La remarque de PhG sur les pratiques sataniques des zombies-Système, si elle concerne un aspect bouffon dans sa forme, n’en définit pas moins l’enjeu, et surtout la forme même de l’enjeu qui prend un aspect absolument civilisationnel, et civilisationnel sur un affrontement de décadence d’une puissance extrême, notamment par le tournant de l’affrontement sociétal qui enchaîne directement sur la contestation et l’affrontement spiritualistes entre ceux d’en-haut et ceux d’en-bas, – et choisissez votre camp ! pourrait-on dire, comme Paraz choisissait pour titre de son pamphlet le plus mordant un Valsez, saucisses ! qui irait si bien à tout notre clergé mondain de leur nouvelle et si extrêmement postmoderne religion-Système... En effet et quels que soient les arguments pour eux-mêmes de ceux qui ont voté, c’est bien sur le terrain de la spiritualité que se déroule la terrible bataille de cette fin de civilisation.

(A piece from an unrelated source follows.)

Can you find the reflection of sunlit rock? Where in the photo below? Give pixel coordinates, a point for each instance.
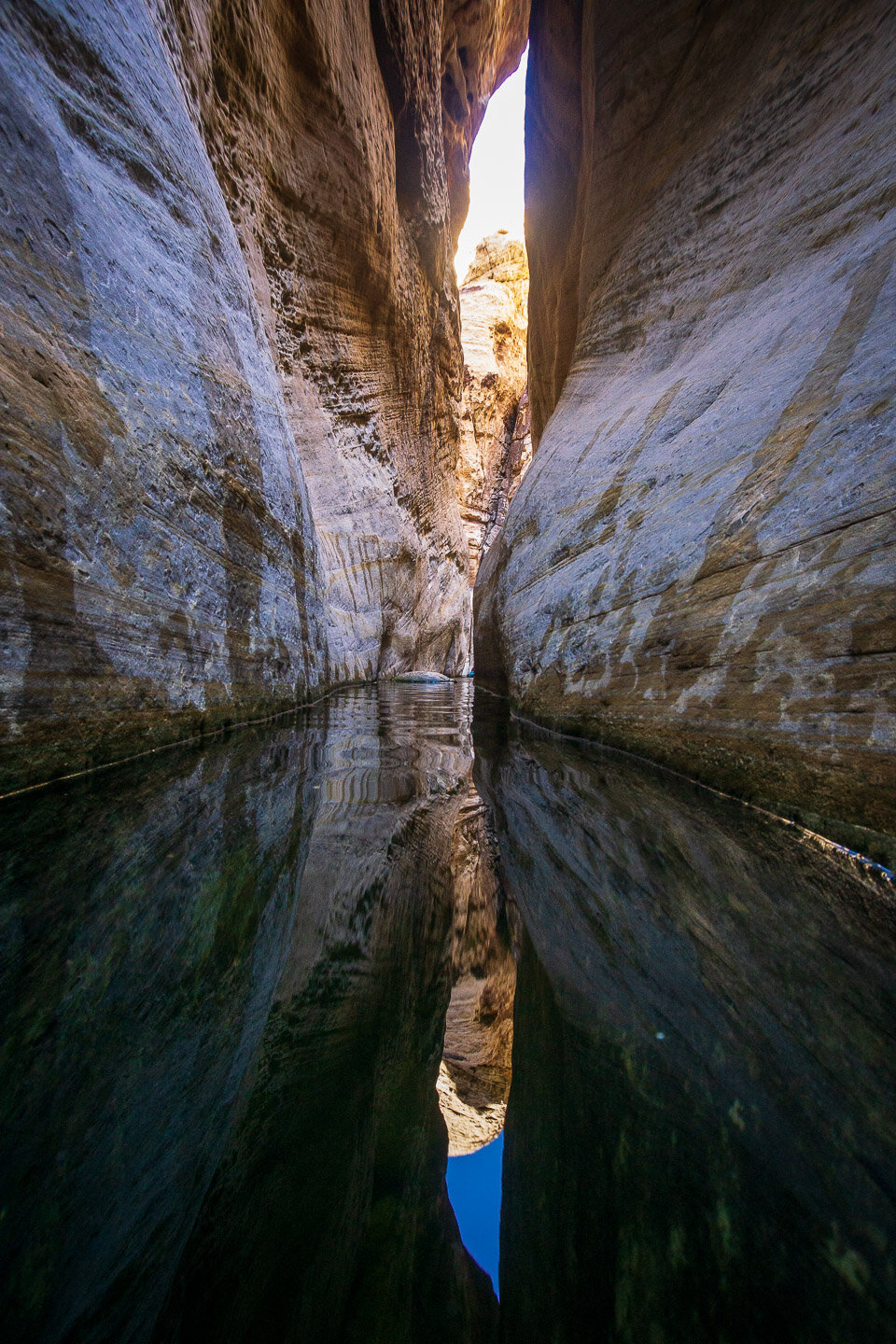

« C’est à la fois un fait étrange, un fait extraordinaire et un fait absolument révélateur que des personnages de la valeur vénale et morale des Clinton et aussi de leur entourage politique (Podesta notamment), soient amenés au fil des révélations à se trouver involontairement dans la position d’afficher contre leur gré leur engagement “spiritualiste-inverti” ; c’est à la fois bouffon, comme nombre de manifestations de magie noire et, pour la postmodernité, de l’Art Contemporain, mais aussi sacrilège par l’aspect le plus bas ; à la fois le signe de l’errance psychologique et métaphysique, et le désir d’en découdre non plus sur les terrains habituels (politique, social, même sociétal), mais sur les terrains pseudo-spirituels, justement pseudo-métaphysiques et tout ce qui va avec, avec ambiance de Fin des Temps garantie... C'est bien sur ce terrain-là qu'il faut s'affronter, et c'est sur ce terrain-là que nous les affronterons : ils verront bien vite qu'il y a du marécageux sous leurs pompes si bien cirées... »

... Finalement, comme conclusion aussi bien spirituelle qu’opérationnelle après tout, c’est notre constat paradoxal dit et redit parce qu'il est un paradoxe que les crétins de la globalisation dénoncent avec des cris de vierges effarouchées, – alors que l’Amérique du président Trump est décrite comme néo-isolationniste, – que l’événement que nous avons décrit, couronné par l’élection du 8 novembre 2016, marque l’entrée des USA, jusqu’alors cadenassés par leur fonction de moteur du Système, dans le monde vrai qui est celui de l’affrontement entre le Système et l’antiSystème. Bienvenus au club, USA, les choses ne sont pas faciles et nous avons bien besoin de votre surpuissance d’autodestruction.